History & Description:

Closely related to chicory, dandelion is a common plant worldwide. The plant grows to a height of about 12 inches, producing spatula-like leaves and yellow flowers that bloom year-round. When dandelion plants mature, their flowers turn into the characteristic puffball containing seeds that are blown about in the wind. Dandelion plants are grown commercially in Canada and the USA. Their leaves and roots are used in herbal supplements.

Nutrition Highlights:

• Good source of beta carotene, vitamin C and calcium
• Dandelion plants are used to treat skin problems such as eczema and acne.
• Help the digestive system and help to detoxify the liver.
• Good source of fiber, iron and calcium.

Choosing & Storing:

There are many different types of dandelion greens that you can purchase. The leaves can be a bit rounded or quite pointed and the stems can be either red or white. But it is the size of the leaf that is most important to look for when buying dandelion, the larger leaves are bitterer. When you get the greens home, don’t wash them until you are ready to use them, washing them can bruise them and cause them to decay. Simply wrap them in a damp paper towel and put them in a plastic bag. The greens will keep in the refrigerator for about 5 days. Once you are ready to use them, they must be washed carefully because they can be quite sandy. To wash dandelion greens, fill a large pot or bowl with cold water and place the leaves into the bowl. Place a strainer next to the bowl and pull the leaves out and place them in the strainer. Rinse the bowl, refill with water and repeat until they are clean.

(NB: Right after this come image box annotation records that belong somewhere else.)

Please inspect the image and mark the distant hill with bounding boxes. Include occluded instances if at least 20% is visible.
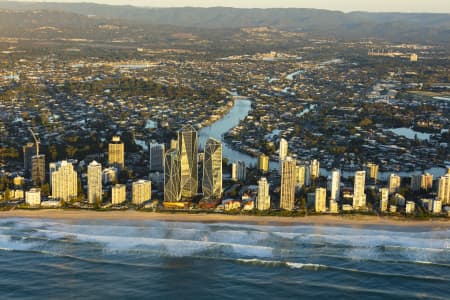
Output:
[0,1,450,44]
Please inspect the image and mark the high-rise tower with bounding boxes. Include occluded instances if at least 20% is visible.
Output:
[202,138,222,198]
[280,156,297,210]
[88,160,102,204]
[164,149,181,202]
[353,171,366,209]
[178,125,198,198]
[256,177,270,210]
[108,136,125,168]
[52,161,78,201]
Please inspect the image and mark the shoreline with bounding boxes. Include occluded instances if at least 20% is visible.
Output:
[0,209,450,229]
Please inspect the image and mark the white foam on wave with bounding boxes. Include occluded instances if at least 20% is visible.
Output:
[0,219,450,263]
[34,230,273,257]
[237,258,327,271]
[0,235,36,251]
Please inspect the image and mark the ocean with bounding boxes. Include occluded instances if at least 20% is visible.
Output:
[0,218,450,299]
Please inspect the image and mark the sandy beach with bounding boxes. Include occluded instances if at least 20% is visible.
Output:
[0,209,450,228]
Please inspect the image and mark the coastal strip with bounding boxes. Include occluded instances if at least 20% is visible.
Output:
[0,209,450,229]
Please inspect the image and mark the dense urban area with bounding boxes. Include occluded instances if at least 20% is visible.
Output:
[0,4,450,218]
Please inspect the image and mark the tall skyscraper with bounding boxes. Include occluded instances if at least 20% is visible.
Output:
[231,160,247,181]
[296,165,306,188]
[314,188,327,212]
[108,136,125,168]
[353,171,366,209]
[164,149,181,202]
[149,143,165,172]
[380,188,389,212]
[278,139,289,162]
[52,161,78,201]
[420,173,433,191]
[111,184,127,205]
[258,154,269,173]
[31,154,45,186]
[367,163,378,182]
[437,173,450,205]
[305,165,311,187]
[22,143,36,176]
[311,159,320,179]
[410,175,422,192]
[330,169,341,202]
[178,125,198,198]
[131,179,152,205]
[202,138,222,198]
[280,156,297,210]
[25,188,41,206]
[256,177,270,210]
[389,174,401,194]
[88,160,103,204]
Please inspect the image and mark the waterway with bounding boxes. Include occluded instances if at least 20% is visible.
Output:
[198,99,257,166]
[199,97,446,180]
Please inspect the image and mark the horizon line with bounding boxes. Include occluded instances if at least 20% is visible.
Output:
[0,0,450,15]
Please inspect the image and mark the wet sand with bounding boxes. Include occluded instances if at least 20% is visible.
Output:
[0,209,450,228]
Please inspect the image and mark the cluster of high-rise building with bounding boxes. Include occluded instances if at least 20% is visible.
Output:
[15,126,450,213]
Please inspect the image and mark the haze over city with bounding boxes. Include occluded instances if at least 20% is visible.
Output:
[0,0,450,300]
[14,0,450,13]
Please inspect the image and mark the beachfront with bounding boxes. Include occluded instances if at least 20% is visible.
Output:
[0,209,450,228]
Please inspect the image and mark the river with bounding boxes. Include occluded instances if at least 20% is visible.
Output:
[198,98,446,180]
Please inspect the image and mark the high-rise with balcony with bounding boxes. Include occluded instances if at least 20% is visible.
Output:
[178,125,198,198]
[202,138,222,198]
[258,154,269,173]
[31,154,45,186]
[280,156,297,210]
[367,163,378,182]
[256,177,270,210]
[52,161,78,202]
[314,188,327,213]
[310,159,320,179]
[389,174,401,194]
[437,174,450,205]
[353,171,366,209]
[108,136,125,168]
[330,169,341,202]
[149,143,165,172]
[131,179,152,205]
[88,160,103,204]
[164,149,181,202]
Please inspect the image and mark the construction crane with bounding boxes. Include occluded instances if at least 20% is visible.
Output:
[29,128,41,156]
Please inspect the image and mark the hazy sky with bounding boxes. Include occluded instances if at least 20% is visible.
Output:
[23,0,450,13]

Tips for Preparing Dandelion:

Delicious tossed raw into salads where they add spice and interest.

Lightly boiled, sprinkled with salt and a bit of cider vinegar make an easy and delicious side dish.

Lightly sautéed with bacon and garlic.

Dandelion greens are also served with a hot dressing in order to wilt it.
If you want a healthier version, try dandelion greens steamed and tossed with roasted, mashed garlic, some fresh lean prosciutto shredded and extra virgin olive oil.

They can also be used as a substitute for spinach, Swiss chard and kale in almost any dish.